[Web-SIG] multi-threaded or multi-process wsgi apps

Robert Brewer fumanchu at aminus.org
Mon Nov 26 23:06:23 CET 2007


Chris Withers wrote:
> Right, I'm curious as to how wsgi applications end up being
> multi-threaded or multi-process and if they are, how they share
> resources such as databases and configuration.
> 
> There's a couple of reasons I'm asking...
> 
> The first was something Chris McDonough said about one ofthe issues
> they're having with the repoze project: when using something like
> mod_wsgi, it's the first person to hit each thread that takes the hit
> of loading the configuration and opening up the zodb. Opening the
ZODB,
> in particular, can take a lot of time. How should repoze be structured
> such that all the threads load their config and open their databases
> when apache is restarted rather than when each thread is first hit?
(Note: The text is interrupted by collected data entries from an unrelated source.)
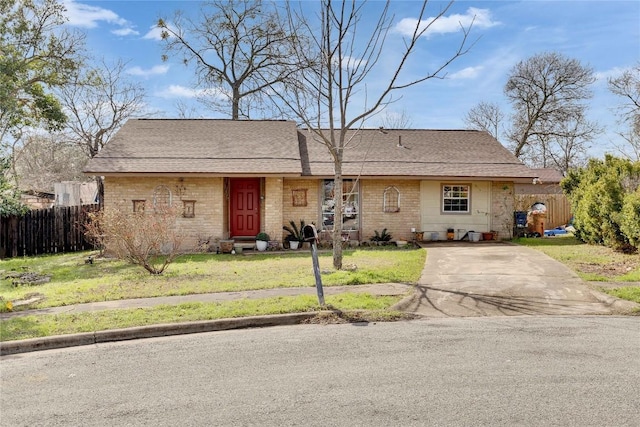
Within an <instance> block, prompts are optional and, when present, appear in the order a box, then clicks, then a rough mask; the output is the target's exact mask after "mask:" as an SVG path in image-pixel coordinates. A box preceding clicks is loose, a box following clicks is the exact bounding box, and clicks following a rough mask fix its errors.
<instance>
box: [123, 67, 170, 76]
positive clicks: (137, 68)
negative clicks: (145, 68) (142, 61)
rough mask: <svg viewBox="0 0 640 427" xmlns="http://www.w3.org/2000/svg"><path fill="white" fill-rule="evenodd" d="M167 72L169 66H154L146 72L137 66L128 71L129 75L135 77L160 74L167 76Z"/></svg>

If I were coding it, repoze would use a database connection pool that is
populated at (sub)process startup. The main thread is the only one
"loading config". That avoids any waits during the HTTP request, so your
req/sec rate will go way up. It also allows the process to fail fast in
the event of unreachable databases, so such errors during deployment
will be found sooner and will be easier to debug if they occur outside
of an HTTP request.

It's like a stage production: you don't ask your actors to buy props and
build the set during the show--instead, you buy/build all that and
script/debug/automate the hell out of it before you have an audience.
All long-running servers are a lot like that; do everything you can
before the first request to make absolutely sure nothing slows or stops
you during showtime.

> The second is a problem I see an app I'm working on heading towards.
> The app has web-alterable configuration, so in a multi-threaded and
> particular multi-process environment, I need some way to get the other
> threads or processes to re-read their configuration when it has
> changed.

In a multithreaded environment, I recommend apps read config only at
process startup, parse the entries and use them to modify live objects,
and then throw away the config. Then, if you need to make changes to
settings while live, you just modify the live objects in the same way
the config parsing step did (and then modify the config file only if
desired). That avoids having to re-read the whole config file for each
potential change. In a multiprocess environment, you can notify other
process with any of various forms of IPC or shared state mechanisms.